Sehr geehrte Frau Christians-Roshanai,

für die Beantwortung der Kleinen Anfrage wurden alle Neuköllner Schulen angeschrieben, von denen rund 80% Auskunft gegeben haben. Diese Rückmeldungen wurden ausgewertet und bilden die Grundlage der vorliegenden Antwort. 

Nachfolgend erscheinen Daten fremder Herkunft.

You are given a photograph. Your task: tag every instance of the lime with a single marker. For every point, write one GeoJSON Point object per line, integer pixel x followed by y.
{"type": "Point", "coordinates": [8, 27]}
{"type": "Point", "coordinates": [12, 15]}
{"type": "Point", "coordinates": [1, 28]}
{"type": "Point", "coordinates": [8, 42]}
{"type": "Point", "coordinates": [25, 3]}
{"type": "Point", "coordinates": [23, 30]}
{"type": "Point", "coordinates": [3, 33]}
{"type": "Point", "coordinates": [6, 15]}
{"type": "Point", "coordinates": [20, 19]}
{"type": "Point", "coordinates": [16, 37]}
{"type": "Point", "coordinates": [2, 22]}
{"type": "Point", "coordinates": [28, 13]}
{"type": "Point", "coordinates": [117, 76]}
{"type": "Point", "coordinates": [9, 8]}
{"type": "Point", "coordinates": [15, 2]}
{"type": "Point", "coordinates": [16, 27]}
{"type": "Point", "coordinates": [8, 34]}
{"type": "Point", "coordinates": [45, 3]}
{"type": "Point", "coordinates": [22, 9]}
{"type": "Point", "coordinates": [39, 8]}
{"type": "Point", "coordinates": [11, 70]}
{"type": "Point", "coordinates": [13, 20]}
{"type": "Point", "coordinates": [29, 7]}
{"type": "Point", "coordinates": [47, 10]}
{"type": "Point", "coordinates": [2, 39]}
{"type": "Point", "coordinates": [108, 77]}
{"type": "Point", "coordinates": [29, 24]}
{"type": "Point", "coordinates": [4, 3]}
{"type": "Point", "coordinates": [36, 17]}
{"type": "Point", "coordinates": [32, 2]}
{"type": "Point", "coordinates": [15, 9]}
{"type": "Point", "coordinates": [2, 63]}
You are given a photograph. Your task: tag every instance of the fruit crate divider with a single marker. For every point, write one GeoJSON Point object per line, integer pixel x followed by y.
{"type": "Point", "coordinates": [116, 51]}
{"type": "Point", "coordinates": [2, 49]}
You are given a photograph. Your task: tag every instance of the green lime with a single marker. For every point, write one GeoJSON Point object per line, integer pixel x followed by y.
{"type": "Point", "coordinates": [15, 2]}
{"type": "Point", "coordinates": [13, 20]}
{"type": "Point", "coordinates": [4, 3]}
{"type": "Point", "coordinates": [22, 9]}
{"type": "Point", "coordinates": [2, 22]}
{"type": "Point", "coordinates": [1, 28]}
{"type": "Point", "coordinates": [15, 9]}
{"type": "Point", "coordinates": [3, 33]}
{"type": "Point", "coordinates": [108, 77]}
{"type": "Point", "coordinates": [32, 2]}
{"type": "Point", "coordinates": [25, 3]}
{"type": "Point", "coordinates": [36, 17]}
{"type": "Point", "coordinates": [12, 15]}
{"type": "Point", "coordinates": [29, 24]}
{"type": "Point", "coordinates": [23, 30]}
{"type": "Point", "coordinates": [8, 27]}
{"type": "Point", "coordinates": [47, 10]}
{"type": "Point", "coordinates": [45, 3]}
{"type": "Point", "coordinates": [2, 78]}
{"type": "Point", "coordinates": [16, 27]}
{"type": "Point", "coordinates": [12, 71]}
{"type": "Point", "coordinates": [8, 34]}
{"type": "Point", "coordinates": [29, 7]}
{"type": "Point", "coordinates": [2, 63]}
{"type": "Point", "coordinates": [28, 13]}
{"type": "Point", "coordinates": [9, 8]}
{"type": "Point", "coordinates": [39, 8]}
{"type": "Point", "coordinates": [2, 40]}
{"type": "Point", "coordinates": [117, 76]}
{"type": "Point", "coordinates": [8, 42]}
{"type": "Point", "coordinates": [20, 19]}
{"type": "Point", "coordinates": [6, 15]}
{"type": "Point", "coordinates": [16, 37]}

Dies vorangestellt, beantworte ich Ihre Kleine Anfrage für das Bezirksamt wie folgt:

 

Zu den Fragen 1 und 2:

Von 2006 bis heute nahmen insgesamt 27 Grundschulen, 5 Sonderschulen und ein Gymnasium das „buddY-Programm“ in Anspruch. Allerdings beendeten seit 2008 mehrere Schulen das Programm. Das Projekt wird derzeit noch an 16 Grund- und 2 Sonderschulen angeboten.

 

Zu den Fragen 3 und 4:

Am Projekt „Hands for Kids – Demokratie für Kinder“ nahmen die Rixdorfer Schule, die Elbe-Schule und die Sonnen-Schule teil. Derzeit führen noch die Rixdorfer Schule und die Elbe-Schule das Projekt durch.

 

Zu Frage 5:

Keine.

 

Zu Frage 6:

Keine.

 

Zu den Fragen 7 und 8:

Jede Grundschule führt Angebote zur Gewaltprävention und Krisenintervention durch. Dazu zählt unter anderem die Ausbildung von Konfliktlotsen und Streitschlichtern, z.B. durch die Mediation von „Seniorpartner in School“ e.V.. Des Weiteren gibt es soziale Trainingskurse, das Programm EntwicklungsTherapie/ EntwicklungsPädagogik (ETEP), Präventionsarbeit zum Thema häusliche Gewalt durch BIG e.V., das Projekt „Sicher im Kiez!“, das Freiburger-Anti-Gewalt-Training (FAGT), die Programme „Faustlos“ und „Trainingsraum“ sowie das Schülerparlament und den Klassenrat zur Streitschlichtung.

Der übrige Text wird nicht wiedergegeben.